C’est à l’occasion de la commémoration du 74e anniversaire des douloureux événements du 8 Mai 1945, que le FFS a réitéré son appel à la mise sur pied des conditions d’une transition démocratique pour sortir définitivement de l’impasse. Dans un communiqué rendu public, hier, le FFS appelle « les acteurs sociopolitiques et les forces vives de la Nation à redoubler les efforts afin de trouver ensemble une issue qui nous permettra de nous engager, le plus vite possible, dans une vraie transition démocratique ». Le même communiqué souligne que le FFS assure ses «valeureux compatriotes de notre indéfectible engagement à continuer notre combat à leurs côtés, jusqu’à l’avènement de la deuxième République ». « L’Etat de droit de demain donnera le statut de martyrs aux victimes des massacres du 8 Mai 1945 », plaide le parti. Ajoutant que « la deuxième République de demain ne manquera pas de réhabiliter les anciens militants du FFS de 1963, ainsi que tous les martyrs du combat démocratique ». Concernant les événements du
8 Mai 1945, le parti fondé par le défunt Aït Ahmed a souligné qu’aujourd’hui, « nous allons faire une halte avec l’histoire afin de commémorer et d’évoquer une date charnière et déterminante de notre histoire contemporaine. Une étape douloureuse et tragique qui marquera à tout jamais le ténébreux et le cruel passé colonial de la France dans notre pays », rappelant qu’il y a 74 ans, dans plusieurs wilayas comme Béjaïa, Guelma, Skikda et Sétif… des milliers d’Algériennes et d’Algériens sont sortis manifester pacifiquement pour exprimer leur volonté légitime de s’affranchir du joug colonial et pour revendiquer leur droit à l’autodétermination et à la liberté, à l’instar de plusieurs peuples du monde qui venaient de se défaire de l’emprise du fascisme et du nazisme. « Face à cette demande populaire, les forces coloniales ont répondu d’une manière sauvage et féroce provoquant ainsi un véritable génocide qui a engendré le bilan affreux et macabre de plus de 45 000 martyrs, dont plusieurs enfants et femmes », ajoute le communiqué.

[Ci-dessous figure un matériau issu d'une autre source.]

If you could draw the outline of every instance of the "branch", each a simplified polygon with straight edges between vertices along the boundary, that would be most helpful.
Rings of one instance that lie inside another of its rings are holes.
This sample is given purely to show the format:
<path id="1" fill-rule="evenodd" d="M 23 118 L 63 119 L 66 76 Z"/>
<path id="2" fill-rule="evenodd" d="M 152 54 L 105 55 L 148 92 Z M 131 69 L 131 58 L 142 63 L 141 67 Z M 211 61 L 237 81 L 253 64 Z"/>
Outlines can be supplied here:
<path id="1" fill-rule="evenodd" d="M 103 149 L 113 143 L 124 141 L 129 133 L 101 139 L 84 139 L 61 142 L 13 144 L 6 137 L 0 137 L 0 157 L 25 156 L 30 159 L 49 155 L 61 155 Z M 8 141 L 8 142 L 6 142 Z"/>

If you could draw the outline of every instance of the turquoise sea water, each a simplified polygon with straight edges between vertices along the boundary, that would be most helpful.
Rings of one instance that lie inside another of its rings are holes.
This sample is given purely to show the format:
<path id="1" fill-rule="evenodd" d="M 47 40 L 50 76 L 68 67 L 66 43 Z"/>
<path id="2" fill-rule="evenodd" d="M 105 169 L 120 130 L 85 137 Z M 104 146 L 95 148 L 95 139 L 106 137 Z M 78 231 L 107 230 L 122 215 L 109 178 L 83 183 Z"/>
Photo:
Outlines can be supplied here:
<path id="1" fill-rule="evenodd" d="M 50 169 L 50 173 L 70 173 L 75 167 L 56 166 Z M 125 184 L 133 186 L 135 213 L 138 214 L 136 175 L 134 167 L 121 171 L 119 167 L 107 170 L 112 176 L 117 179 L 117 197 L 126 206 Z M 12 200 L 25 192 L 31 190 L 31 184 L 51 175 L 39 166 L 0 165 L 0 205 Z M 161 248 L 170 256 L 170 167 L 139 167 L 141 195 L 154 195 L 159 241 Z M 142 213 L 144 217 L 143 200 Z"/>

Estimant que ce massacre est une « phase honteuse et condamnable du passé colonial français qui venait se greffer à un parcours déjà lourd en atteinte aux droits de l’Homme, fait de campagnes d’extermination et de spoliations de notre identité et de notre existence en tant que peuple algérien ».
« Néanmoins, cette dramatique et tragique séquence coloniale a engendré un autre sursaut populaire qui a jeté les bases de la glorieuse révolution du 1er Novembre 1954. Cette ultime révolution est venue à bout de plus de 130 ans de colonialisme au prix fort et onéreux de plus d’un million et demi de martyrs algériens », a encore indiqué le communiqué.